Comparing closed and open large language models on pediatric cardiology board exam performance

Nino Nikolovski; Conall T Morgan; Michael N Gritti

doi:10.4103/apc.apc_301_25

. 2026 Mar 16;18(6):590–593. doi: 10.4103/apc.apc_301_25

Comparing closed and open large language models on pediatric cardiology board exam performance

Nino Nikolovski ¹, Conall T Morgan ¹, Michael N Gritti ^1,^✉

PMCID: PMC13048703 PMID: 41939808

Abstract

Large language models (LLMs) have gained traction in medicine, but there is limited research comparing closed- and open-source models in subspecialty contexts. This study evaluated ChatGPT-4.0o and DeepSeek-R1 on a pediatric cardiology board-style examination to quantify their accuracy and discuss educational and clinical utility. ChatGPT-4.0o and DeepSeek-R1 were used to answer 88 text-based multiple choice questions across 11 pediatric cardiology subtopics from a Pediatric Cardiology Board Review textbook. DeepSeek-R1’s processing time per question was measured. ChatGPT-4.0o and DeepSeek-R1 achieved 70% (62/88) and 68% (60/88) accuracy, respectively (p = 0.53). Subtopic accuracy was equal in 5 of 11 chapters, with each model outperforming its counterpart in 3 of 11. DeepSeek-R1’s processing time negatively correlated with accuracy (r = -0.68, p = 0.02). ChatGPT-4.0o and DeepSeek-R1 were comparable in accuracy and approached the passing threshold on a pediatric cardiology board examination.
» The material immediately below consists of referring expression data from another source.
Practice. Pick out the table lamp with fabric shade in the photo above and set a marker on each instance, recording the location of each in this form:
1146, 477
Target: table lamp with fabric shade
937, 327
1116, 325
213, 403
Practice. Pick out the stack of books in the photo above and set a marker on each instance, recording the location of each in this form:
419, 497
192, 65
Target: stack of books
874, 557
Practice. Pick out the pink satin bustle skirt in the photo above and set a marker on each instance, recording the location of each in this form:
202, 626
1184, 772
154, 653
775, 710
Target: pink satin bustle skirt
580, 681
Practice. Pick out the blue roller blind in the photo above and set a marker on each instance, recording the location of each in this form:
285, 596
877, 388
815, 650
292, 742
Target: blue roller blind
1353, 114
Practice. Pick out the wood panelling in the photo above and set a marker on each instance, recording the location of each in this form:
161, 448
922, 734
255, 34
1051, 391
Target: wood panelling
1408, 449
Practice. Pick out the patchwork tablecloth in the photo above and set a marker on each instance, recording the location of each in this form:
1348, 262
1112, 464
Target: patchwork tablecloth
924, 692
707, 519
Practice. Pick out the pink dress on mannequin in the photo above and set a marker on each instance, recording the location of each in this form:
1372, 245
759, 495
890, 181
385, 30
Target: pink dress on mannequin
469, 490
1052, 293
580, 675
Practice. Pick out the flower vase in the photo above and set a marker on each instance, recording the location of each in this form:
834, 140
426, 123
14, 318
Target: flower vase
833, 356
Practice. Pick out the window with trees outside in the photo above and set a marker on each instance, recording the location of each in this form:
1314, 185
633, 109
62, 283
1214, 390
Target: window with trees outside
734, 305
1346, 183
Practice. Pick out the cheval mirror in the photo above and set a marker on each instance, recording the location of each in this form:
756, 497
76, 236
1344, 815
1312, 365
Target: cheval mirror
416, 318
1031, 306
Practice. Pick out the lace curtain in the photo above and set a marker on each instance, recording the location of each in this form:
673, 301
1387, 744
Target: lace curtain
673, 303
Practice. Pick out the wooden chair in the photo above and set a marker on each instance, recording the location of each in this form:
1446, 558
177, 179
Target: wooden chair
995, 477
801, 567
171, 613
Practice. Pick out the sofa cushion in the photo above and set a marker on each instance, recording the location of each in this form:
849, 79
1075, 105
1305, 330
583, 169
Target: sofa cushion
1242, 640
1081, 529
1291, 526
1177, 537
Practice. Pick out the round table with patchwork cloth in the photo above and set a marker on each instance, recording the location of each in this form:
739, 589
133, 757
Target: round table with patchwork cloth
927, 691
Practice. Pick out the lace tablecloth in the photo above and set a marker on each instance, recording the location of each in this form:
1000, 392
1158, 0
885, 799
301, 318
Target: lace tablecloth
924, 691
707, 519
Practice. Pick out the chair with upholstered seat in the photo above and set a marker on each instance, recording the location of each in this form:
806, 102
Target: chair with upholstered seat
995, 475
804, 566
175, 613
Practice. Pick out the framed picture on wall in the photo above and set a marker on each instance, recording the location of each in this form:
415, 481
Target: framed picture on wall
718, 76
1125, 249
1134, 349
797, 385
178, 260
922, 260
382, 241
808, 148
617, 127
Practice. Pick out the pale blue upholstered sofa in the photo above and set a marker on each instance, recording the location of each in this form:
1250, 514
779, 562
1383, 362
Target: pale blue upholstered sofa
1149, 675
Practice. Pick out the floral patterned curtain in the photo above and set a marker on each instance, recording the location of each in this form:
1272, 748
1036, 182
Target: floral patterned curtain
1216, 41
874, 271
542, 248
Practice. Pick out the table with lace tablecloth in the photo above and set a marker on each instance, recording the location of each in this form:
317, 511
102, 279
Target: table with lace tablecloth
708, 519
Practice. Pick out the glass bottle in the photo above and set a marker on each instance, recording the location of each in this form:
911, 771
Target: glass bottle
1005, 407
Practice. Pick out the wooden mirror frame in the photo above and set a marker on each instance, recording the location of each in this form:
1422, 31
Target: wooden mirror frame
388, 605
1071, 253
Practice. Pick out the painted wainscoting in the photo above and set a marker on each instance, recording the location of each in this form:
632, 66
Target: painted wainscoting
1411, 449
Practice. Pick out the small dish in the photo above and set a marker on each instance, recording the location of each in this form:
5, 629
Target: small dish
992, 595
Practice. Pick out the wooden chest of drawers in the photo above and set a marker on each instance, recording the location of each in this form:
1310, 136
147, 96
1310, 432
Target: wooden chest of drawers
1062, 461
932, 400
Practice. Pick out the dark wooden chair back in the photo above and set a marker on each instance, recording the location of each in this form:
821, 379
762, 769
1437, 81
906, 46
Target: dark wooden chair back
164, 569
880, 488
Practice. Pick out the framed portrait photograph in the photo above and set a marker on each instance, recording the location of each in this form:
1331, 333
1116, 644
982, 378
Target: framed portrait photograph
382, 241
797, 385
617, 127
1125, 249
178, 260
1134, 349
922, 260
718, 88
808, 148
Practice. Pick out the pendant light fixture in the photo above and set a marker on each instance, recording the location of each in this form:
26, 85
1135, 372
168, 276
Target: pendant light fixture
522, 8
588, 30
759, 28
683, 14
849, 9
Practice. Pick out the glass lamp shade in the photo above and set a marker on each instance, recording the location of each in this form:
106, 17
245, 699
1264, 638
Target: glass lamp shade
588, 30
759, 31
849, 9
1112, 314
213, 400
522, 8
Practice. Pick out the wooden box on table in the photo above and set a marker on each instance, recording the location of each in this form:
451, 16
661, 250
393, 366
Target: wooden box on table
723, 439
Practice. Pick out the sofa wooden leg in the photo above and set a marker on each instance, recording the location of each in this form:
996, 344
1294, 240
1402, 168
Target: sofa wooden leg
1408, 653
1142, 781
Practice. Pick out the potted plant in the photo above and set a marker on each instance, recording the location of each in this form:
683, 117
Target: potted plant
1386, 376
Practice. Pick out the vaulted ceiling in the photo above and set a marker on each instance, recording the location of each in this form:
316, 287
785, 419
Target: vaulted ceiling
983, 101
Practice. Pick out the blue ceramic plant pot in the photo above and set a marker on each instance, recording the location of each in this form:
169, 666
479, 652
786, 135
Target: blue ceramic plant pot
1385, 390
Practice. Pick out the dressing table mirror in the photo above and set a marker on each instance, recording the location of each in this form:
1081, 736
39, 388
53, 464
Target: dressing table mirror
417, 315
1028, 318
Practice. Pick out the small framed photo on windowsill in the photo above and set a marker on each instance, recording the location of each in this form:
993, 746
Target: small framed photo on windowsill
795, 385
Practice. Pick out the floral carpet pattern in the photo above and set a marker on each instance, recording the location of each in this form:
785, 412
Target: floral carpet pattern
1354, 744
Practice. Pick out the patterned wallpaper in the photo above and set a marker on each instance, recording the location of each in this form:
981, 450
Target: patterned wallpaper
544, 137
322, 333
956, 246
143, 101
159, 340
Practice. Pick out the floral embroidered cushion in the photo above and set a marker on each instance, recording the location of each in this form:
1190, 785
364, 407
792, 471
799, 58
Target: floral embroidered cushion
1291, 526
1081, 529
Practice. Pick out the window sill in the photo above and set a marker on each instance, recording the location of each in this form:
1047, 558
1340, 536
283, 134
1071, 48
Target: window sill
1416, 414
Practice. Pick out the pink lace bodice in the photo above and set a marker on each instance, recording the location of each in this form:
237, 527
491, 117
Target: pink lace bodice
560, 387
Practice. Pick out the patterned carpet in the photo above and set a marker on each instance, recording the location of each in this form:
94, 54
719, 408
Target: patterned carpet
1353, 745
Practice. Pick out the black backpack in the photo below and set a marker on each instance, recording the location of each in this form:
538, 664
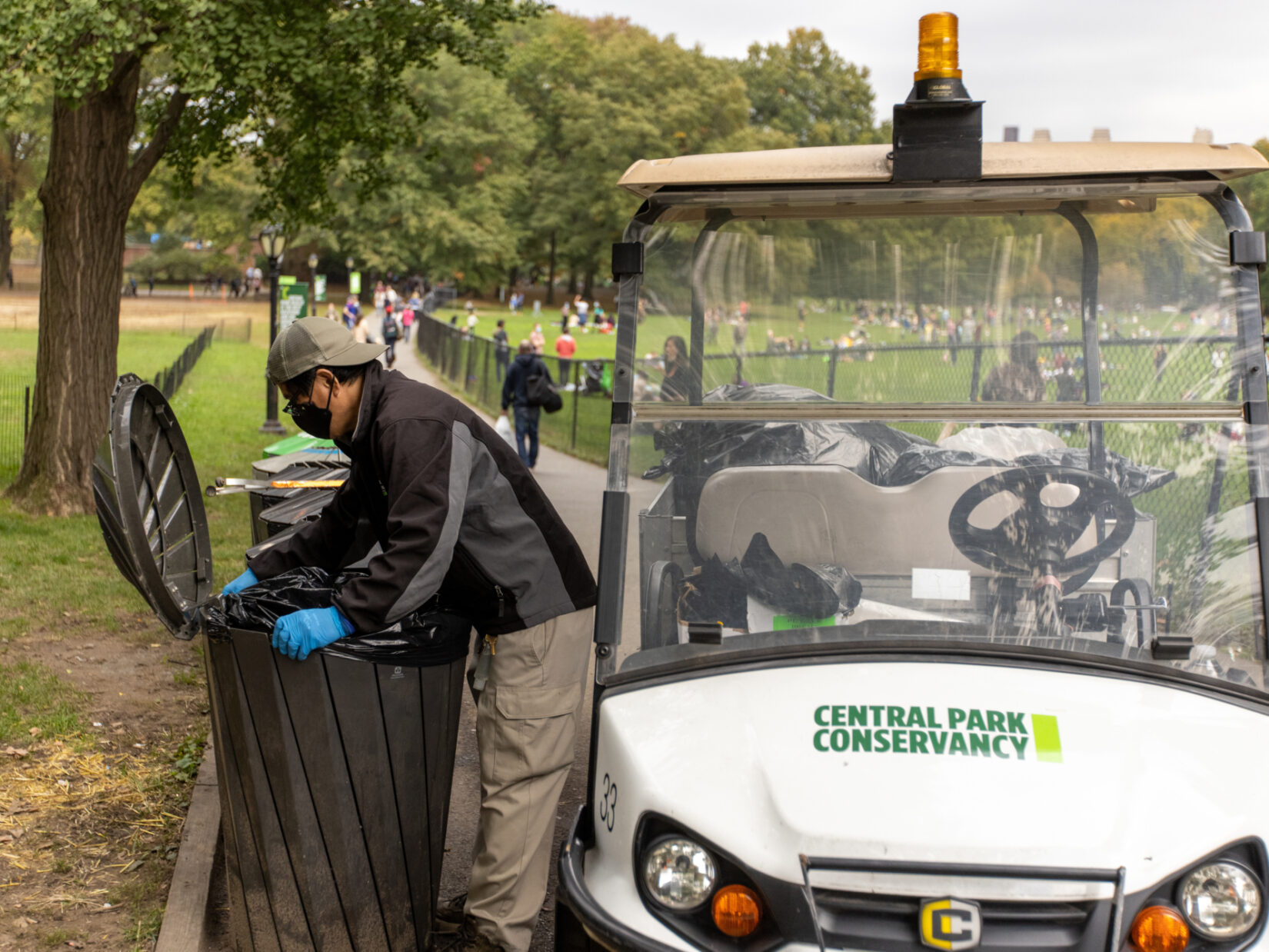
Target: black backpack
540, 391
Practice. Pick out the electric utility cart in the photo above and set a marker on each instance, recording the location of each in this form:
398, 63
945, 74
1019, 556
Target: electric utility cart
931, 593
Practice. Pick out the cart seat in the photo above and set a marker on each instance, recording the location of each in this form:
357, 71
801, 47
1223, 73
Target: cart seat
829, 514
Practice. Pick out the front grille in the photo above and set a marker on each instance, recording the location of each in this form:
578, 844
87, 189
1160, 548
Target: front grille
888, 923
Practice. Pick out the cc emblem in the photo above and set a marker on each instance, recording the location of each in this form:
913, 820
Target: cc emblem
951, 924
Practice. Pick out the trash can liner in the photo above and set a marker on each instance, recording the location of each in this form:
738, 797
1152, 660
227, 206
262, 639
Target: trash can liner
714, 594
431, 635
702, 448
718, 592
810, 591
1131, 478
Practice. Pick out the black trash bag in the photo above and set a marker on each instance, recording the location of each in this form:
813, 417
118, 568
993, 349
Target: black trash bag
702, 448
714, 594
810, 591
1132, 479
431, 635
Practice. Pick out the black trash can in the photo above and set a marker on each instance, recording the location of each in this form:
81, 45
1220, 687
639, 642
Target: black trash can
334, 772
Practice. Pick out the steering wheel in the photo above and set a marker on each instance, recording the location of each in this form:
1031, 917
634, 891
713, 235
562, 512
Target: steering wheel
1037, 536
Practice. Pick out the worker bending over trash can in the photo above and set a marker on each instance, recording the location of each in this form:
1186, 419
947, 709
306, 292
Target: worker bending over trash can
457, 514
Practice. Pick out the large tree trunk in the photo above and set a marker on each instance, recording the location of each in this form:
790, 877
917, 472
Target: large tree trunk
8, 193
87, 195
551, 273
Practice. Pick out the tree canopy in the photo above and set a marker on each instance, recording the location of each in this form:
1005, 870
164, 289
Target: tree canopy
302, 89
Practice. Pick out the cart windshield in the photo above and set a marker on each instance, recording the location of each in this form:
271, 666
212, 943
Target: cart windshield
1013, 421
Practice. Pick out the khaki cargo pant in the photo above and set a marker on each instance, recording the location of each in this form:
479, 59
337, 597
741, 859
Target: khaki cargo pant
525, 731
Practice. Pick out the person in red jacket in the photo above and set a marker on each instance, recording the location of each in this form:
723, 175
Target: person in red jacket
565, 348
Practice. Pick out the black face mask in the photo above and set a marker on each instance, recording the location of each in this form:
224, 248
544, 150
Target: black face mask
312, 419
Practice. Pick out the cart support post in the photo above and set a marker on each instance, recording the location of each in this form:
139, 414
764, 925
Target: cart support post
1249, 358
1089, 321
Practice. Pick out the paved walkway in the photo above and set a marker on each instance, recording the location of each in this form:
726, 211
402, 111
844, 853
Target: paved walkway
575, 489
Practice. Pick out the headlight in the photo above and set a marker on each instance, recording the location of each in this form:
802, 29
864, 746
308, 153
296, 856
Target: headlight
679, 874
1221, 900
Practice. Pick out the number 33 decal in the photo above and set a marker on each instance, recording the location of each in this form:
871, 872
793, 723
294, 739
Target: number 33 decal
608, 804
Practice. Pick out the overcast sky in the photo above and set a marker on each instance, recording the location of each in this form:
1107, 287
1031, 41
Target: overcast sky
1149, 72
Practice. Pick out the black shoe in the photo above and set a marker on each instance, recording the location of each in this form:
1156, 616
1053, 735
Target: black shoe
465, 938
449, 914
While further development of LLMs is required for clinical integration into pediatric cardiology, these findings suggest the potential utility of these models as educational aids.

Keywords: Artificial intelligence, ChatGPT, DeepSeek, large language model, pediatric cardiology

INTRODUCTION

The integration of artificial intelligence (AI) into medicine has expedited with the rise of large language models (LLMs).[1,2] LLMs perform complex reasoning tasks and generate contextually accurate responses.[2] Proprietary, closed-source models such as OpenAI’s Chat Generative Pre-Trained Transformer (GPT) have gained traction due to their accuracy in radiology[2,3] and superior performance compared to physicians.[4] ChatGPT-3.5 and ChatGPT-4.0 were recently compared using a pediatric cardiology assessment, and despite failing scores, the successor performed better.[5]

Closed-source model training datasets are obscured from public knowledge due to commercial competition and security.[6] Proprietary LLMs have been criticized for a lack of accessibility and the economic resources required for training and commercial use.[1] Conversely, open-source and free alternatives such as DeepSeek’s DeepSeek-R1 aim to match proprietary LLM performance with accessibility, customization, and resource efficiency.[1,2] While open-source LLMs are less examined, Temsah et al. highlight the discipline-specific modulation capacity of these models.[1] This customizability places open-source LLMs in a unique position to serve as an adjunct to clinical care and education; however, they must first demonstrate high reliability and accuracy without hallucinations.[1]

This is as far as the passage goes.